We support them largely with our current, configurable feature set, he told Traders. We hear chatter about fixed-income and derivative instruments much more than ETFs. This doesnt mean our clients are not trading ETFs. They certainly are.

From the trade-execution perspective, vendors like Eze Software often partner with the sellside to bring innovation into ETF trading.

We are a facilitator through which brokers can distribute their ETF-oriented algorithms, but we are not developing the proprietary logic ourselves, said Agne, adding that ETFs depth and dimension outside the trading environment has necessitated some growth in OMS platforms.

Where OMS providers can help their ETF-trading clients is through improved compliance offerings and tighter integration with back-office reporting systems. This will keep clients from running afoul of the Investment Company Act of 1940, Agne suggests.

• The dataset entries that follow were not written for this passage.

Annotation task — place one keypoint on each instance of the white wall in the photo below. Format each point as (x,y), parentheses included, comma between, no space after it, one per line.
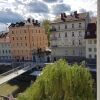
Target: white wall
(5,50)
(91,45)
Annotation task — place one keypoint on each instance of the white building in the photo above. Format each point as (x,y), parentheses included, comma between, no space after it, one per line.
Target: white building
(67,36)
(5,48)
(90,38)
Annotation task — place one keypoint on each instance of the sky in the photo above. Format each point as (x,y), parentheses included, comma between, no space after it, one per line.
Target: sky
(17,10)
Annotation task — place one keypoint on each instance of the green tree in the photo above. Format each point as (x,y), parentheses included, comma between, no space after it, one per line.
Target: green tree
(46,25)
(61,81)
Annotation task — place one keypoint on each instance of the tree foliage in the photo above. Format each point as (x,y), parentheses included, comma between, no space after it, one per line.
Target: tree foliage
(61,81)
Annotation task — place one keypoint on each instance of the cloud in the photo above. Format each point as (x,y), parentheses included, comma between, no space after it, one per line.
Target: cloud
(38,7)
(52,1)
(91,13)
(82,10)
(59,8)
(8,16)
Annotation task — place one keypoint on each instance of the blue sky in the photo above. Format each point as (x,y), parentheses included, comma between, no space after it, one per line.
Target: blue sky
(16,10)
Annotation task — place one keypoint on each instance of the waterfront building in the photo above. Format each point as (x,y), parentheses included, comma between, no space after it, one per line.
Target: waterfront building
(27,39)
(5,47)
(67,36)
(91,42)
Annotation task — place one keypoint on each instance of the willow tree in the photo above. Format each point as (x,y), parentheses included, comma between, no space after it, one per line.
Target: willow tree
(60,81)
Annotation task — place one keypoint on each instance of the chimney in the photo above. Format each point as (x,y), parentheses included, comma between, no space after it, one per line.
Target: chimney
(29,20)
(63,17)
(76,15)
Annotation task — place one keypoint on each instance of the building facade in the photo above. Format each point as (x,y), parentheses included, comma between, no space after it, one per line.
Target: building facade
(27,38)
(90,38)
(5,48)
(67,36)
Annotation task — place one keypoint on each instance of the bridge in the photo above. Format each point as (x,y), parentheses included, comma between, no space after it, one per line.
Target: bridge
(22,69)
(18,71)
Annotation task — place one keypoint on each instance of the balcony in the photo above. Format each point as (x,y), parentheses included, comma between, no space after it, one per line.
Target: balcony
(53,38)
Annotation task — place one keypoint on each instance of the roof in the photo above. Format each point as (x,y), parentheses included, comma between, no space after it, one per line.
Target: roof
(91,31)
(29,21)
(72,17)
(93,19)
(4,37)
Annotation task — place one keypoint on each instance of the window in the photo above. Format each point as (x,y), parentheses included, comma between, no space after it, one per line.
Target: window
(65,26)
(59,35)
(9,51)
(73,52)
(80,25)
(95,56)
(20,38)
(73,42)
(95,41)
(72,34)
(79,42)
(66,34)
(95,50)
(17,44)
(59,27)
(24,31)
(6,51)
(79,33)
(90,49)
(72,25)
(90,41)
(12,32)
(13,38)
(25,37)
(90,56)
(3,51)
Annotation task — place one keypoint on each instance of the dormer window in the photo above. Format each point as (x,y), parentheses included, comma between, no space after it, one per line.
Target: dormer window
(88,33)
(72,25)
(80,25)
(72,34)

“We are aware that clients have ownership concerns around these dimensions of ETFs,” he said. “Particularly when users have large positions on their books, they need to be aware of their percentage of ownership, for example, in certain issuers or regions.”

Eze Software clients can use Eze OMS’ basket-trading and compliance capabilities to create an accurate, real-time aggregate view of the issuers they possess by examining the “rolled up” instruments as well as the basket of securities underneath them. As a result, the platform can notify clients at the point of trade entry if they are about to breach an important threshold.

In addition to regulatory requirements, firms are also monitoring limits from their own investors, according to Agne: “We have a robust set of rule libraries, which we continue to extend, that help facilitate this look-through analysis from a regulatory and compliance stance.”

Eze Software also includes the libraries with the execution and portfolio management components of its buyside product suite.

The vendor has additional modules that users can layer on top of the OMS as their trading become more sophisticated and their reporting obligations become more complex.

Another aspect that Eze Software has been working on continuously for the past few years is improving the integration among its front-, middle- and back-office platforms. Such integration is already paying off for Eze OMS users trading ETFs in back-office situations, according to Ange. Clients can use the platforms programmatic interface to create and then populate benchmark tables with ETF-trading data that will help clients better understand the ratings of their ETFs.

Eze Software is also working to further automate its OMS report manager feature. Eventually, Ange would like to have it capable of automatically filing a firms Form PF and CPO-PQR reports.